Le programme Delivery Service Partner permet à des entrepreneurs de créer leur propre société de livraison et de travailler pour le réseau logistique d’Amazon. Les chauffeurs sont juridiquement employés par ces entreprises, et non directement par le groupe. Amazon indique que les DSP fixent les rémunérations, recrutent leurs salariés et assurent leur gestion quotidienne. Ces partenaires livrent collectivement près de 20 millions de colis par jour dans le monde.

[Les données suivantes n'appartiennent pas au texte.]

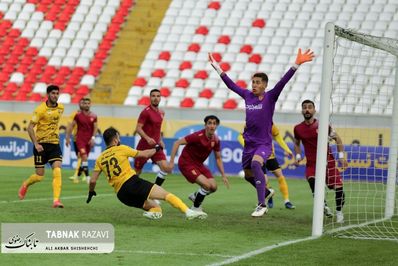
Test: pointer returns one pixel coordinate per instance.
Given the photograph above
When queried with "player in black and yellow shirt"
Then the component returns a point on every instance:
(130, 188)
(46, 147)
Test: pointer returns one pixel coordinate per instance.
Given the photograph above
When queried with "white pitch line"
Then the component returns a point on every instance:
(45, 199)
(172, 253)
(260, 251)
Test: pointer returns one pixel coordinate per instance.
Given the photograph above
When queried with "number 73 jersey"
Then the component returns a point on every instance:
(114, 162)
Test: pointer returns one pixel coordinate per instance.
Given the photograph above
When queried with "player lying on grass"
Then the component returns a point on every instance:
(130, 188)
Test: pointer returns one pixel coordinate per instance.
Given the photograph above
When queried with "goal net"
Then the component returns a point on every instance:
(358, 99)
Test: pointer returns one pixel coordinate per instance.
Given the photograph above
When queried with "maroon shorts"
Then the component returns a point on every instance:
(140, 162)
(192, 171)
(333, 177)
(83, 147)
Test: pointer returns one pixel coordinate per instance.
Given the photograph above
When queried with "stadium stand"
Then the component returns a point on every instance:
(69, 42)
(252, 35)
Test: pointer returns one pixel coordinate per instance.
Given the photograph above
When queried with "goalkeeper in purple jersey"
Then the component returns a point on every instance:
(260, 107)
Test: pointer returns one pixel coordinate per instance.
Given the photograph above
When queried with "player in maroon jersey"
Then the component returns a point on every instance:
(198, 147)
(149, 126)
(86, 122)
(307, 133)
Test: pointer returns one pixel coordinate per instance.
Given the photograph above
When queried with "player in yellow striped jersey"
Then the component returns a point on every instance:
(129, 187)
(74, 178)
(273, 166)
(45, 141)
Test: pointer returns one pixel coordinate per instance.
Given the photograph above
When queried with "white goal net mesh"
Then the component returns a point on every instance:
(363, 82)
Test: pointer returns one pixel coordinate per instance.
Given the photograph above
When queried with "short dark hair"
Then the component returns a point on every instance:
(154, 90)
(85, 99)
(261, 75)
(307, 101)
(51, 88)
(109, 134)
(213, 117)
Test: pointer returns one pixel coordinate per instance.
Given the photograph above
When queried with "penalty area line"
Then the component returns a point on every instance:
(260, 251)
(50, 199)
(152, 252)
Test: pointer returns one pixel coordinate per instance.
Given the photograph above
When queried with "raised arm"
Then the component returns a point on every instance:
(297, 150)
(301, 58)
(228, 82)
(220, 167)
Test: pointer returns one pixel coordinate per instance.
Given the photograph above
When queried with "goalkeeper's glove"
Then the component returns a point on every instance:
(158, 147)
(307, 56)
(90, 195)
(215, 65)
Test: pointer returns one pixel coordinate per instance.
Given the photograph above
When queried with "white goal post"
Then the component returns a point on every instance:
(353, 81)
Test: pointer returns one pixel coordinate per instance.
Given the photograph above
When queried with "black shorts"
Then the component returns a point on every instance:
(135, 191)
(271, 165)
(51, 153)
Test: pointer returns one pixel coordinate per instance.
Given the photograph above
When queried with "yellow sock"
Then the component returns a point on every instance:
(33, 179)
(57, 183)
(176, 202)
(283, 187)
(155, 209)
(79, 161)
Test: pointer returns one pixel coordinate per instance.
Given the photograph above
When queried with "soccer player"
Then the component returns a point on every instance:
(45, 141)
(198, 147)
(272, 165)
(260, 106)
(307, 133)
(149, 128)
(74, 130)
(129, 187)
(86, 122)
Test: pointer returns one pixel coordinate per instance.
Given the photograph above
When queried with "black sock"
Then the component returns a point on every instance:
(160, 178)
(200, 196)
(159, 181)
(85, 170)
(251, 180)
(340, 198)
(79, 173)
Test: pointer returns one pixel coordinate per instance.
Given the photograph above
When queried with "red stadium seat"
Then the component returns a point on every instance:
(35, 97)
(206, 93)
(83, 90)
(201, 74)
(158, 73)
(165, 55)
(165, 92)
(217, 57)
(241, 83)
(182, 83)
(194, 47)
(140, 82)
(230, 104)
(202, 30)
(187, 103)
(21, 96)
(247, 48)
(225, 39)
(225, 66)
(214, 5)
(259, 23)
(144, 100)
(255, 58)
(185, 65)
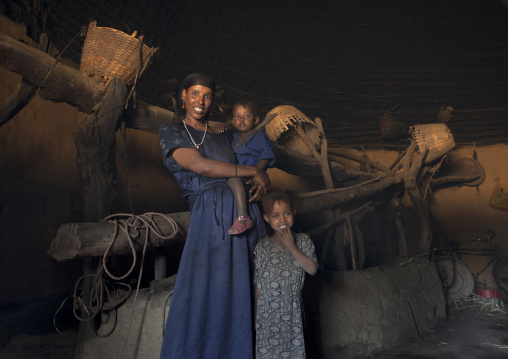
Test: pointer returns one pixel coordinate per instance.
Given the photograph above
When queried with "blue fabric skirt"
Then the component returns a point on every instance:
(210, 313)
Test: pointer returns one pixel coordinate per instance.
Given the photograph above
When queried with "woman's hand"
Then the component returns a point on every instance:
(260, 183)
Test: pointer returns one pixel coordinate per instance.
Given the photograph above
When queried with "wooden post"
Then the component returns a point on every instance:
(96, 146)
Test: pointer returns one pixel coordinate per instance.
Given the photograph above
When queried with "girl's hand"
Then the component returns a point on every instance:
(286, 237)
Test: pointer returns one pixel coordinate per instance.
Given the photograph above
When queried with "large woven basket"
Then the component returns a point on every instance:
(436, 137)
(281, 129)
(109, 53)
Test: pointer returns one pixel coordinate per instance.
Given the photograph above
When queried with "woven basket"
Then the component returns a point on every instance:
(109, 53)
(436, 137)
(281, 129)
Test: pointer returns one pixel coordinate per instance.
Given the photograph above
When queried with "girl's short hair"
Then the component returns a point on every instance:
(274, 196)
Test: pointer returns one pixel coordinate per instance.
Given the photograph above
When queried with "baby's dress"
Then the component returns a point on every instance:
(255, 148)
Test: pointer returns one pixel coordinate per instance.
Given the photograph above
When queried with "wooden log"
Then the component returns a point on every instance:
(57, 82)
(78, 240)
(309, 167)
(309, 202)
(22, 95)
(148, 118)
(96, 146)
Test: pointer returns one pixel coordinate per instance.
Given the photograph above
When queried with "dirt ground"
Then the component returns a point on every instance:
(475, 329)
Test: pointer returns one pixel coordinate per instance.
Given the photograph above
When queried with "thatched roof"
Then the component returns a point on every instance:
(344, 61)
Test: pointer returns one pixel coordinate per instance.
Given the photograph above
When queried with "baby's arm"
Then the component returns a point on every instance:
(305, 262)
(262, 164)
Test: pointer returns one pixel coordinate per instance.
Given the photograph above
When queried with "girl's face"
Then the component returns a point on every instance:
(198, 101)
(244, 119)
(281, 216)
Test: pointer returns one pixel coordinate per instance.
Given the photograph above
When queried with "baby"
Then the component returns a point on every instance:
(252, 148)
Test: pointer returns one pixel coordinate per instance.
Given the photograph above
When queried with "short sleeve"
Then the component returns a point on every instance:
(170, 137)
(263, 146)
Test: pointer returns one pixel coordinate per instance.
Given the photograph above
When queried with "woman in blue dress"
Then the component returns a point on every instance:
(210, 313)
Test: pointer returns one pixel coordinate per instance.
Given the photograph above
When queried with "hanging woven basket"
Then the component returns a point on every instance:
(109, 53)
(436, 137)
(281, 129)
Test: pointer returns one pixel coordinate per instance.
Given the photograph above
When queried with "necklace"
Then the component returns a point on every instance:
(204, 135)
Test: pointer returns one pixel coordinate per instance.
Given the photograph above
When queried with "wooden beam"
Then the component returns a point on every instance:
(78, 240)
(57, 82)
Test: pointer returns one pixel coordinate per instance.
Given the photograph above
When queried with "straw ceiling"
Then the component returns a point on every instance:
(344, 61)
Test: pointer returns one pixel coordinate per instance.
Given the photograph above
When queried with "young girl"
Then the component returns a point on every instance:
(280, 265)
(252, 148)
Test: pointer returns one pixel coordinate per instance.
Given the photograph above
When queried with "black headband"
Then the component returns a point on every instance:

La plainte du New Jersey décrit pourtant une autonomie beaucoup plus limitée. Elle soutient qu’Amazon déterminerait les itinéraires, les volumes, les critères de performance et plusieurs aspects de l’organisation du travail. Cette dépendance économique et opérationnelle aurait permis au groupe d’imposer des conditions défavorables aux entreprises partenaires et, indirectement, à leurs chauffeurs. Amazon qualifie cette présentation d’inexacte et assure que les DSP restent responsables de l’exécution des tournées.
Le dossier ne repose donc pas uniquement sur le niveau des salaires. Il porte sur une accusation de monopsone, situation dans laquelle un acheteur de travail dispose d’un poids suffisant pour réduire la concurrence entre employeurs. Le New Jersey présente cette procédure comme la première action intentée par un État américain contre une entreprise pour maintien illégal d’un tel pouvoir sur le marché du travail.
L’une des pratiques contestées concerne les restrictions qui auraient empêché les DSP de recruter les chauffeurs employés par d’autres partenaires du réseau. Ces dispositifs dits « anti-débauchage » réduisent les possibilités de changer d’entreprise sans changer de métier. Ils peuvent aussi limiter la capacité des salariés à obtenir une augmentation, puisque les employeurs concurrents ne peuvent plus librement leur proposer de meilleures conditions.
La plainte affirme également qu’Amazon aurait sanctionné des chauffeurs ou des partenaires confrontés à des tentatives de syndicalisation. L’entreprise rejette cette accusation et soutient que les salariés des DSP restent libres de choisir leur employeur et de s’associer. La justice devra établir la réalité des pratiques et déterminer si elles constituent des atteintes au droit de la concurrence.
Pour la fonction RH, le dossier souligne les limites d’une externalisation uniquement fondée sur le contrat commercial. Confier le recrutement, la paie et la gestion administrative à un prestataire ne suffit pas à dissocier totalement le donneur d’ordre des conditions d’emploi lorsque celui-ci définit les cadences, contrôle les résultats et influence les décisions opérationnelles.
Cette configuration exige une gouvernance sociale précise. Les entreprises qui externalisent une activité devraient suivre les salaires pratiqués, les horaires, les accidents, le turnover, l’absentéisme et les réclamations collectives chez leurs prestataires. Les indicateurs de coût et de délai doivent être complétés par des données sur la santé, la sécurité et la soutenabilité de la charge de travail.
Les DRH doivent également examiner les clauses d’exclusivité et de non-sollicitation conclues avec les sous-traitants. Une restriction conçue pour protéger une relation commerciale peut devenir problématique lorsqu’elle bloque la mobilité professionnelle ou réduit artificiellement la concurrence salariale. Le risque dépasse alors le droit du travail pour rejoindre le droit de la concurrence.
L’affaire américaine n’est pas directement transposable au Maroc, mais elle concerne tous les secteurs qui recourent massivement à la sous-traitance : transport, sécurité, nettoyage, centres de relation client ou BTP. Une entreprise demeure exposée lorsque sa performance repose sur des travailleurs extérieurs soumis à ses exigences, sans que leurs conditions d’emploi soient intégrées à son contrôle social.
La responsabilité du donneur d’ordre ne s’arrête donc pas à la facture du prestataire. Auditer les pratiques sociales, préserver la liberté de mobilité et ouvrir des mécanismes d’alerte protège à la fois les travailleurs, la continuité opérationnelle et la marque employeur. Le procès devra désormais déterminer si le modèle DSP d’Amazon relève d’un partenariat réellement autonome ou d’un contrôle économique utilisé pour comprimer le coût du travail.